A is true because if the columns span $\mathbb{R}^{n}$ they are linearly independent then invertible
On
A is true. $\mathbb R^n$ is an $n$-dimensional vector space, so if $n$ vectors span $\mathbb R^n$ then these $n$ vectors are a basis of $\mathbb R^n$. Hence the columns of the matrix $Z$ span $\mathbb R^n$ iff the columns are linearly independent, iff the system of equations $Zx=0$ has only the trivial solution, iff $Z$ is invertible.
On
We have
- That the columns of Z span R^n
Yes indeed in that case the matrix is full rank and invertible.

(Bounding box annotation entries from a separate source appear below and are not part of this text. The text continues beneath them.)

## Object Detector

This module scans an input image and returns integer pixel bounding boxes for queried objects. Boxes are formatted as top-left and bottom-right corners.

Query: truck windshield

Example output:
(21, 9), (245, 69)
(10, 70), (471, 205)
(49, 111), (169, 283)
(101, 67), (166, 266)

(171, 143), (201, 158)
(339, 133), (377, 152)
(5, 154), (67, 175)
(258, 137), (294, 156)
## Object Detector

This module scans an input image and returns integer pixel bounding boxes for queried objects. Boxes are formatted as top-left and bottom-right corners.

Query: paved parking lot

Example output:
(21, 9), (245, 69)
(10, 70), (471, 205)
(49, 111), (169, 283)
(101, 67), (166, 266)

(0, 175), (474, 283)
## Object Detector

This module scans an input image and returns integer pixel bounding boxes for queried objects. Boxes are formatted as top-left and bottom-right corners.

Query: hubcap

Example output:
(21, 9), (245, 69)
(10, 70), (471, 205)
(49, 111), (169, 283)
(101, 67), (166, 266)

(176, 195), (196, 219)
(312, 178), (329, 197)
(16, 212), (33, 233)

- That Z has no eigenvectors
This point does not make sense.
- That Z has no eigenvectors of eigenvalue = 0
In that case A is not invertible since $\det(A)=\prod(\lambda_i)=0$
- Kernel of Z = {0}
Yes indeed that implies that columns are independent ($A$ is full rank).
You're right about your assertions. Let me just give some notes on them as well:
For (b), you might think about the identity, certainly invertible but with every vector an eigenvector of $1$(besides $\mathbf0$ as the null-vector never is an eigenvector).

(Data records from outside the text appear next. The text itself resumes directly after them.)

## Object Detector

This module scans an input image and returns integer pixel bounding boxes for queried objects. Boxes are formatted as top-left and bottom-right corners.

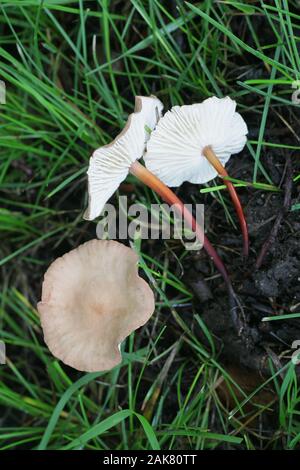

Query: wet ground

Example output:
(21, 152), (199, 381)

(185, 151), (300, 376)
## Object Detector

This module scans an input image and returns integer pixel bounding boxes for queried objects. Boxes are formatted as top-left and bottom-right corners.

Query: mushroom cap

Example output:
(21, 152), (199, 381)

(37, 240), (155, 372)
(144, 97), (248, 186)
(83, 96), (163, 220)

For (c), as you rightly remarked, you have that for a matrix $Z$, $0$ is an eigenvalue of $Z$ iff $p_Z(0)=0$ iff $\det(Z-0E_n)=0$ iff $\det(Z)=0$ iff $Z$ is singular, i.e. not invertible.
For (d), the rank-nullity theorem seems to be the best way to go.
Now for (a), note that for $Z=(z_1,\dots,z_n)$ being the column representation of $Z$, we have that if $z_1,\dots,z_n$ span $\mathbb{R}^n$, then f.a $v\in\mathbb{R}^n$, there exists $x_1,\dots,x_n\in\mathbb{R}$ s.t. $\sum_{i=1}^nx_iz_i=v$. Thus, using matrix multiplication, for every $v\in\mathbb{R}^n$, there exists an $x\in\mathbb{R}^n$ s.t. $Zx=v$, as $Zx=\sum_{i=1}^nx_iz_i$ for $x=(x_1,\dots,x_n)$.
Thus, the linear map $\phi_Z(x)=Zx$ for $x\in\mathbb{R}^n$ is surjective. Now, by the rank-nullity theorem, a linear map between two spaces with the same dimension (as here $\mathbb{R}^n$) is surjective iff it is injective iff it is bijective. Note that this only holds in finite dimensions. Thus $\phi_Z$ is bijective and thus $Z$ is invertible.
To round this off, in your case of the finite dimensional $\mathbb{R}^n$ you have $Z$ is invertible iff the columns of $Z$ span $\mathbb{R}^n$ iff the columns of $Z$ are linearly independent. The last of which would correspond by a similar argument as above to injectivity(check this yourself) and thus we'd apply the argument again that this implies bijectivity rightout.